Fazia-me pena; como me interrogava com insistencia e se esforcava por encontrar nas minhas palavras um pretexto para qualquer esperanca, sentia quase a tentacao de lhe mentir para lhe deixar esta ilusao que ele tanto ambicionava. Reparei que nessa noite estava mais melancolico e mais desencorajado do que habitualmente. Parecia querer suscitar em mim, por gestos e por atitudes, o amor que o meu coracao lhe recusava. Lembro-me de que a certa altura mandou-me sentar, toda nua, num sofa. Ajoelhou-se na minha frente, meteu a cabeca entre os meus joelhos e apertou a cara contra a minha barriga, ficando muito tempo imovel, enquanto eu lhe devia repassar a mao pela cabeca numa caricia incessante e leve. Nao era a primeira vez que me obrigava a esta especie de pantomima de amor; mas nesse dia pareceu-me mais desesperado que de costume; apoiava com forca a cara no meu colo como se quisesse la entrar e gemia. Nestes momentos nao me fazia o efeito de um amante, mas de uma crianca procurando a escuridao e o calor das entranhas maternais. Pensava que muitos homens desejariam nao ter nascido, e que esse gesto, talvez inconsciente, exprimia o obscuro desejo de voltar ao ventre do qual tao dolorosamente tinham brotado para a luz.

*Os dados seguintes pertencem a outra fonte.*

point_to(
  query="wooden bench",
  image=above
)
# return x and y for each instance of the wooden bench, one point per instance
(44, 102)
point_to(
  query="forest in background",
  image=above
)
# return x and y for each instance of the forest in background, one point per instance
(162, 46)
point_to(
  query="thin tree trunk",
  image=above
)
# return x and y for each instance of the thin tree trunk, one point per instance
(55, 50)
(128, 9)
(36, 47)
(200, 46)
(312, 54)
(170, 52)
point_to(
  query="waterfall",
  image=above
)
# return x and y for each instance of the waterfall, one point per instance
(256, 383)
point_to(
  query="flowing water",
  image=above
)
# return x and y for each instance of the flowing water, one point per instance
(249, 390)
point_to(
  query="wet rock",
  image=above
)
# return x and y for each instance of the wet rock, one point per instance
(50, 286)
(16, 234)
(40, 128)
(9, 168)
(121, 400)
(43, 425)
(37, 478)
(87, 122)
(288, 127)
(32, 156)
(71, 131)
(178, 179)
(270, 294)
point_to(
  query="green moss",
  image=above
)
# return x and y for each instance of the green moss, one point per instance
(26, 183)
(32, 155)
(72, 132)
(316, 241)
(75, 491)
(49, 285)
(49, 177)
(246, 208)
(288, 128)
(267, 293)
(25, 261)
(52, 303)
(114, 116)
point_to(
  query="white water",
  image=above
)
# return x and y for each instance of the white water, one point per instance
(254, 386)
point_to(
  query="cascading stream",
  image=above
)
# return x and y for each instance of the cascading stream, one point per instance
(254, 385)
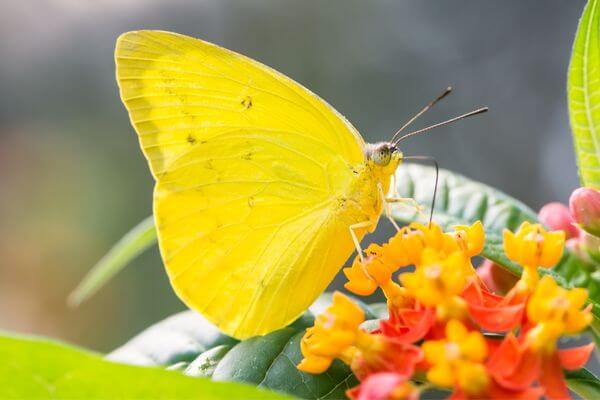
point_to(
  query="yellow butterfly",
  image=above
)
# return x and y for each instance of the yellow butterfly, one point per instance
(262, 190)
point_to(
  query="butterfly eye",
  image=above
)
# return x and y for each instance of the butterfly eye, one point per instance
(382, 155)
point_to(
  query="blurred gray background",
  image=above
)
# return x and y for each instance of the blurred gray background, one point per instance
(73, 180)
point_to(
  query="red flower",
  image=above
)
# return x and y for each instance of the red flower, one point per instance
(408, 325)
(386, 355)
(516, 366)
(492, 312)
(384, 386)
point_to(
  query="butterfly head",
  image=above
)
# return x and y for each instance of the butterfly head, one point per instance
(383, 154)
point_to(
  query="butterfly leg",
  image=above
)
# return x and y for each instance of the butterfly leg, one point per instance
(352, 228)
(405, 201)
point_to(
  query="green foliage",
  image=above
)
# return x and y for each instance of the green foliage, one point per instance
(140, 238)
(585, 384)
(268, 361)
(463, 201)
(34, 368)
(583, 88)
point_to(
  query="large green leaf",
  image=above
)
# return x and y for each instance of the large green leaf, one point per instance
(181, 337)
(135, 242)
(189, 343)
(34, 368)
(463, 201)
(583, 88)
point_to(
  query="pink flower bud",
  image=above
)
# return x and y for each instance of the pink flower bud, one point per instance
(557, 217)
(585, 209)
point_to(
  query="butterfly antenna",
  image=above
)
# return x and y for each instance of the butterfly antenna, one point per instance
(437, 176)
(449, 121)
(417, 115)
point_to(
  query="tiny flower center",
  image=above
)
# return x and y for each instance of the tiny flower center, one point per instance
(433, 272)
(452, 351)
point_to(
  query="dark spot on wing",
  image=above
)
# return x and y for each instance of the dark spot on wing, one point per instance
(247, 102)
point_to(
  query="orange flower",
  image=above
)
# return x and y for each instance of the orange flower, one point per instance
(384, 386)
(457, 361)
(437, 282)
(515, 366)
(333, 335)
(532, 246)
(555, 311)
(470, 239)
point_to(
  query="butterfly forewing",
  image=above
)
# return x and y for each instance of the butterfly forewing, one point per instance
(249, 166)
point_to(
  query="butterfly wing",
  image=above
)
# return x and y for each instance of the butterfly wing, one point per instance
(249, 168)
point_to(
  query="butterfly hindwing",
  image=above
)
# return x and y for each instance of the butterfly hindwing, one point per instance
(248, 166)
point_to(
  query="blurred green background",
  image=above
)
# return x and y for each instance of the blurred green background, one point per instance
(73, 180)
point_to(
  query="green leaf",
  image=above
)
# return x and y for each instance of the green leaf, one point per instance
(583, 88)
(270, 362)
(134, 243)
(186, 341)
(181, 337)
(584, 384)
(34, 368)
(463, 201)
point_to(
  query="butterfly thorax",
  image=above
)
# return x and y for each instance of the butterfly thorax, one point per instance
(371, 185)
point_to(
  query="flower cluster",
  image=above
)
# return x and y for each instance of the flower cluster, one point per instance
(446, 328)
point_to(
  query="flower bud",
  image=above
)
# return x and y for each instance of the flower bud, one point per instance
(557, 217)
(585, 209)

Nessa noite essa sua atitude levou tanto tempo que adormeci, com a cabeca descaida para tras e a mao pousada na sua cabeca. Dormitei nao sei quanto tempo. A certa altura julguei acordar e vi Astarito sentado na minha frente todo vestido e olhando-me com os seus olhos biliosos e melancolicos. Mas talvez tivesse sido um sonho, porque depois acordei completamente e vi que Astarito ja la nao estava. Tinha deixado no sitio onde pousara a cabeca a sua soma habitual de dinheiro.

Em seguida passaram os quinze dias que eu considero os mais felizes da minha vida.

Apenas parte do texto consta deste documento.